On completion of the subject, students should also have developed the following skills specific to the discipline of law:
- Case reading and analysis, including an ability to:
- Read complex administrative law cases, including unedited cases in the law reports;
- Extract important features from judgments;
- Reconcile judgments;
- Evaluate the development of legal principles; and
- Apply legal principles arising from case law to new situations.
- Statutory reading, interpretation and analysis, including an ability to:
- Use the Federal Register of Legislative Instruments to locate Commonwealth legislation;
- Identify and advise on the requirements for consultation, publication and tabling of delegated legislation and the disallowance process;
- Identify the version of statutory provisions in force at a particular date;
- Extract important features from statutes;
- Identify and analyse discretionary decision-making powers conferred by statute;
- Use, interpret and apply statutory provisions to new situations;
- Distinguish discretionary powers and provisions that operate automatically;
- Identify the statutory and non-statutory pre-conditions for the exercise of discretionary powers; and
- Identify the purpose of statutory provisions and the purposes for which discretionary powers may be exercised.
- Legal analysis and problem-solving, including an ability to:
- Critically analyse legal rules with reference to fundamental principles;
- Identify and analyse administrative law issues arising in complex fact situations;
- Apply administrative law principles and statutory provisions to unfamiliar fact situations;
- Develop and present an appropriately structured and supported legal argument; and
- Prepare appropriately structured, developed, supported and referenced documents (such as pleadings and submissions) used in administrative law proceedings in courts and tribunals.
- Legal research skills, including an ability to:
- Find case law;
- Find statutes and subordinate legislation;
- Use the Federal Register of Legislative Instruments; and
- Identify the version of statutory provisions in force at a particular date.
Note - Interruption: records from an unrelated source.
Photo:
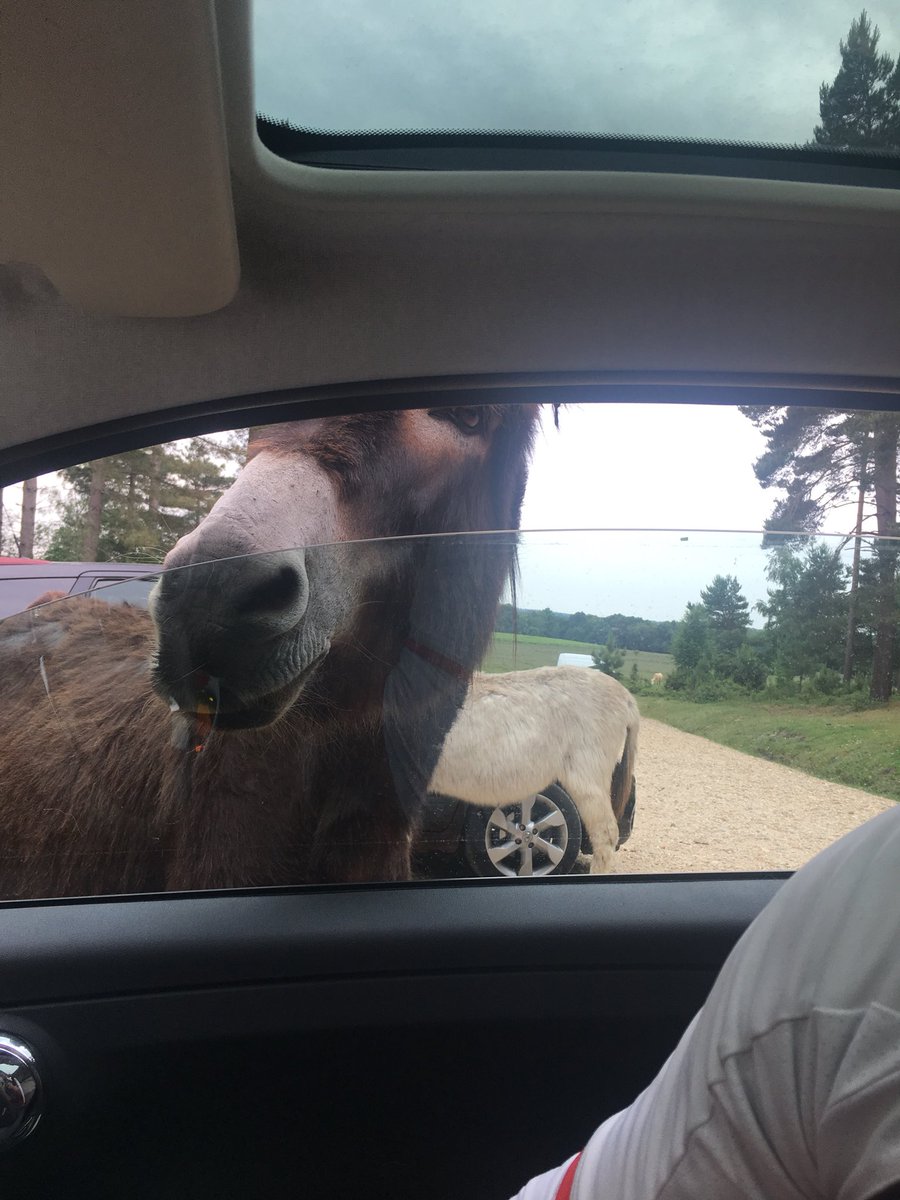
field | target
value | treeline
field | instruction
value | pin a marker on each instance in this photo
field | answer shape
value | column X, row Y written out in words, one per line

- Legal writing skills, including an ability to:
- Use case law as part of legal analysis;
- Use statutes as part of legal analysis;
- Identify and summarise legal principles;
- Identify and summarise fundamental principles;
- Use proper referencing and citation;
- Present an appropriately structured and supported complex legal argument; and
- Draft appropriately structured, developed, supported and referenced documents (such as pleadings and submissions) used in administrative law proceedings in courts and tribunals.
- Oral communication skills in participating in classroom problem solving and discussion;
- An ability to work in groups to solve problems and critically analyse legal materials in a classroom setting; and
- Have enhanced general cognitive skills in relation to reading and comprehending legal materials; logical analysis and reasoning; legal research and writing; application of legal principles to factual situations; identifying relevant factual information; identifying and considering options to resolve legal problems; drawing on the knowledge of other disciplines to understand and resolve legal issues.